Sabtu, 12 September 2009

Pilihan

Kemarin menemani seorang teman baik, aku baru disadarkan kembali bahwa hidup ini adalah pilihan. Setiap hari, setiap saat, di setiap kata dan sikap yang kita ambil, kita selalu membuat pilihan.

Cerita singkatnya begini, kami membuat janji bertemu dari minggu yang lalu. Karena jadwal-ku minggu ini padat, maka hari pertemuan diundur hingga Jumat, kemarin. Temanku ini minta ditemani mencari barang-barang kebutuhannya untuk menyambut kelahiran bayinya. Janjinya , dia akan datang menjemputku jam sembilan pagi. Jangan heran, meski dalam posisi perut membuncit dan usia kehamilan tua, temanku ini masih selalu ke mana-mana sendiri menyetir mobil. Dia sudah terbiasa dan tidak merasakan hal tersebut sebagai hambatan.

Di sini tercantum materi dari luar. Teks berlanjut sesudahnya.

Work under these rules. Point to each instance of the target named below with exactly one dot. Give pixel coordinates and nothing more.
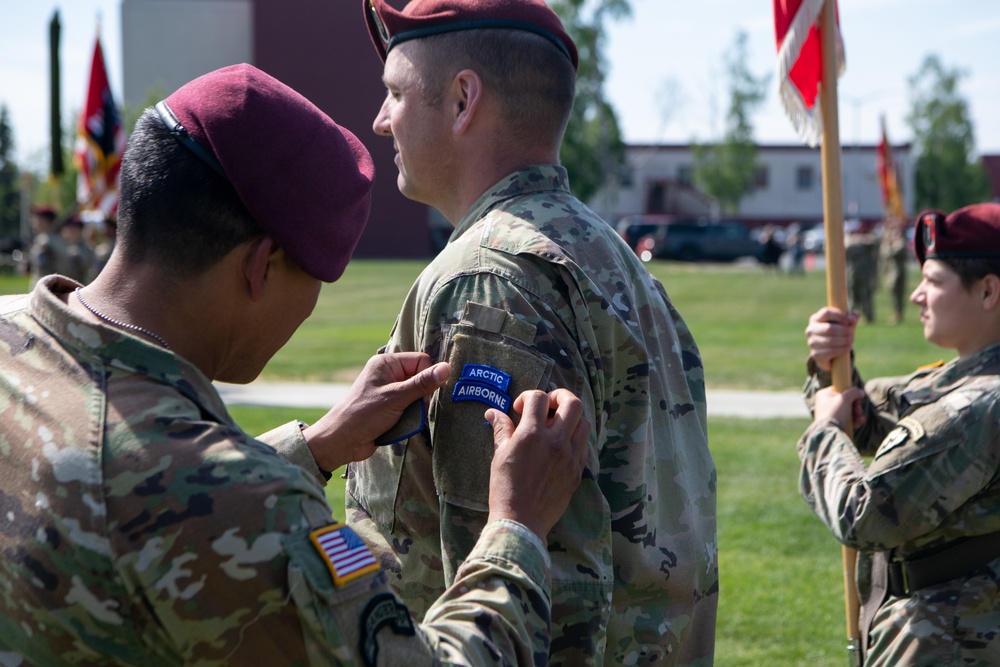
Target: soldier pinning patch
(492, 361)
(383, 609)
(344, 553)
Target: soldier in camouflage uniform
(138, 524)
(533, 290)
(894, 257)
(861, 251)
(45, 255)
(925, 513)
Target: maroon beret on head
(422, 18)
(305, 180)
(972, 231)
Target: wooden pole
(836, 267)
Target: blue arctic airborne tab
(486, 375)
(466, 390)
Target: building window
(804, 178)
(760, 176)
(685, 175)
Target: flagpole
(836, 266)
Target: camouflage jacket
(140, 526)
(535, 291)
(935, 438)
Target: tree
(10, 191)
(945, 176)
(726, 171)
(592, 149)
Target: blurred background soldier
(105, 246)
(78, 256)
(45, 255)
(923, 512)
(861, 253)
(895, 256)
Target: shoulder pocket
(492, 362)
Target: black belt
(955, 560)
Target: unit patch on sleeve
(484, 384)
(383, 609)
(347, 556)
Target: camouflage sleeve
(929, 466)
(231, 556)
(501, 338)
(291, 445)
(879, 406)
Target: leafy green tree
(10, 191)
(726, 170)
(592, 150)
(945, 175)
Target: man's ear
(467, 89)
(991, 291)
(257, 264)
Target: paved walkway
(727, 403)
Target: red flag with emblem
(100, 142)
(800, 63)
(892, 203)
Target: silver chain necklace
(123, 325)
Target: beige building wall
(166, 43)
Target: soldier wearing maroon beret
(923, 514)
(141, 525)
(534, 291)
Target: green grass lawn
(781, 601)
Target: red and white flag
(100, 142)
(892, 203)
(800, 63)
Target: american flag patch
(347, 556)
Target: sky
(666, 75)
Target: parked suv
(688, 240)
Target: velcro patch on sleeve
(382, 610)
(488, 375)
(346, 554)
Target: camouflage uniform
(935, 437)
(45, 255)
(140, 526)
(895, 256)
(533, 286)
(861, 254)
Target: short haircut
(971, 269)
(174, 211)
(533, 81)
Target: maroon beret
(972, 231)
(304, 179)
(422, 18)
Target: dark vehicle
(688, 240)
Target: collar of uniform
(527, 181)
(953, 375)
(110, 346)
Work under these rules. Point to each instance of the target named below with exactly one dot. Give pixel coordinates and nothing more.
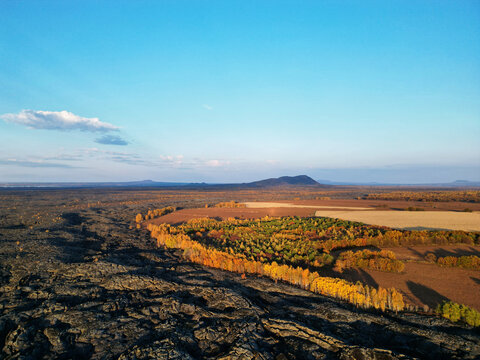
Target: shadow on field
(425, 294)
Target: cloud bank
(57, 120)
(111, 140)
(34, 164)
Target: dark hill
(299, 180)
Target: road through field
(412, 220)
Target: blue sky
(234, 91)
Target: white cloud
(111, 140)
(57, 120)
(216, 163)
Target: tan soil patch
(427, 283)
(412, 220)
(224, 213)
(418, 253)
(256, 205)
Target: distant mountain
(299, 180)
(457, 183)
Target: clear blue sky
(239, 90)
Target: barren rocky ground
(77, 282)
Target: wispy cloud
(111, 140)
(57, 120)
(216, 163)
(34, 164)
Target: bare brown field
(421, 283)
(418, 253)
(410, 220)
(224, 213)
(427, 284)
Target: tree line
(383, 260)
(358, 294)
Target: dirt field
(427, 284)
(224, 213)
(257, 205)
(418, 253)
(411, 220)
(422, 283)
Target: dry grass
(442, 220)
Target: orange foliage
(357, 294)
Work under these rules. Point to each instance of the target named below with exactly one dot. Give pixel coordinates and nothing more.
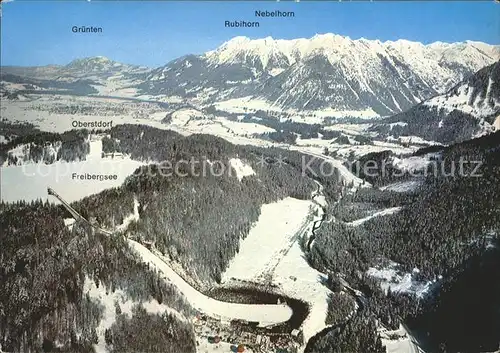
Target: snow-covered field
(397, 281)
(251, 104)
(265, 314)
(398, 341)
(346, 176)
(281, 259)
(241, 168)
(30, 181)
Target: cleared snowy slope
(263, 313)
(469, 109)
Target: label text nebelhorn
(275, 13)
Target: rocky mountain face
(324, 72)
(469, 109)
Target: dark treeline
(443, 229)
(43, 269)
(287, 130)
(40, 145)
(463, 315)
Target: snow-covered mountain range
(469, 109)
(327, 73)
(324, 72)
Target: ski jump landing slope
(265, 314)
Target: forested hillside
(44, 266)
(199, 218)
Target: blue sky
(153, 33)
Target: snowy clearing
(397, 281)
(107, 299)
(277, 227)
(30, 181)
(403, 186)
(385, 212)
(275, 239)
(265, 314)
(397, 341)
(241, 168)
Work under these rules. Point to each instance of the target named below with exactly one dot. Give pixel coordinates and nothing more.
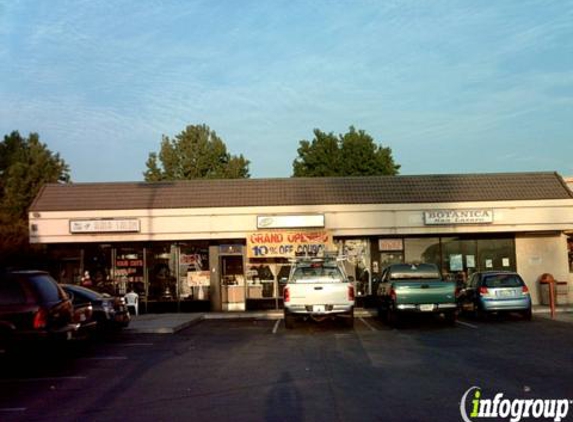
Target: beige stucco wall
(341, 220)
(541, 253)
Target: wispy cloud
(103, 80)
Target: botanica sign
(471, 216)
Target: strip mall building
(226, 244)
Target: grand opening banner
(288, 243)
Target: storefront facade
(227, 245)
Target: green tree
(26, 164)
(354, 153)
(195, 153)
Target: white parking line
(465, 324)
(106, 358)
(276, 327)
(11, 380)
(135, 344)
(367, 324)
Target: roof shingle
(301, 191)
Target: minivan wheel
(479, 312)
(391, 317)
(450, 318)
(289, 321)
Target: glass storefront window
(160, 264)
(264, 281)
(357, 264)
(194, 274)
(458, 258)
(496, 254)
(426, 249)
(128, 274)
(570, 252)
(97, 269)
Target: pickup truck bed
(416, 289)
(318, 289)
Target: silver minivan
(495, 291)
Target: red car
(33, 308)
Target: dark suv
(33, 307)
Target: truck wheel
(349, 319)
(289, 321)
(391, 317)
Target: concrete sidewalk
(172, 323)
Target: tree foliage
(354, 153)
(26, 164)
(196, 153)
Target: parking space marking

Aku menunggu dari jam sembilan hingga jam sepuluh. Sms datang, memberitahuku bahwa dia tiba-tiba memiliki urusan mendadak yang tidak bisa ditinggalkan. Dan setelah penantian yang panjang, temanku itu berhasil tiba di tempatku sekitar pukul setengah dua siang.

Aku lapar, dia juga lapar. Cari tempat makan dulu? Yup. Tapi kabar buruknya, dia tiba-tiba mendapat telepon dari rumah sakit yang menginformasikan bahwa jadwal cek kandungannya berubah jadi siang ini. Padahal biasanya malam. Nah, mana yang lebih penting? Perut atau perut? Hehehe... Masalahnya kalau kami singgah untuk makan dulu lalu ke rumah sakit, mungkin Dokter kandungannya sudah kabur karena jadwal praktek yang telah habis. So, diputuskan untuk ke rumah sakit dulu. Cek kandungan lalu makan di kantin rumah sakit.

Sampai di sana, untung lah temanku merupakan pasien yang pertama. Pengecekan memakan waktu hampir satu jam. Intinya kondisi ibu dan bayi dalam kandungan sehat tak kurang apapun. Syukurlah.

Setelah itu kami memutuskan mencari tempat makan lain, Pizza Marzano. Dan akhirnya kami benar-benar memulai makan siang kami pada pukul setengah lima.

Sebenarnya aku sedikit kesal ketika temanku tiba pada pukul dua. Kesal karena menunggu begitu lama dan perutku keroncongan, cuma sempat kuisi dengan segelas susu dan sebotol green tea. Tapi ketika menemukan wajah kuyu-nya dengan perut besar dan belum makan juga, aku jadi iba. Ada sebuah teguran di kepalaku untuk tidak mengeluh. Bagaimana pun temanku itu juga tidak lebih beruntung dariku. Dia mungkin bahkan lebih lelah, dari Selatan ke Barat lalu balik ke Selatan lagi. Dengan kesibukan segunung, mesti melewati jalan panjang dan kemacetan, belum lagi berat di perutnya yang membuatnya tak nyaman duduk berjam-jam di balik setir, dengan seat belt yang menyesakkan. Dan rasa lapar yang harusnya dua kali lipat dari aku...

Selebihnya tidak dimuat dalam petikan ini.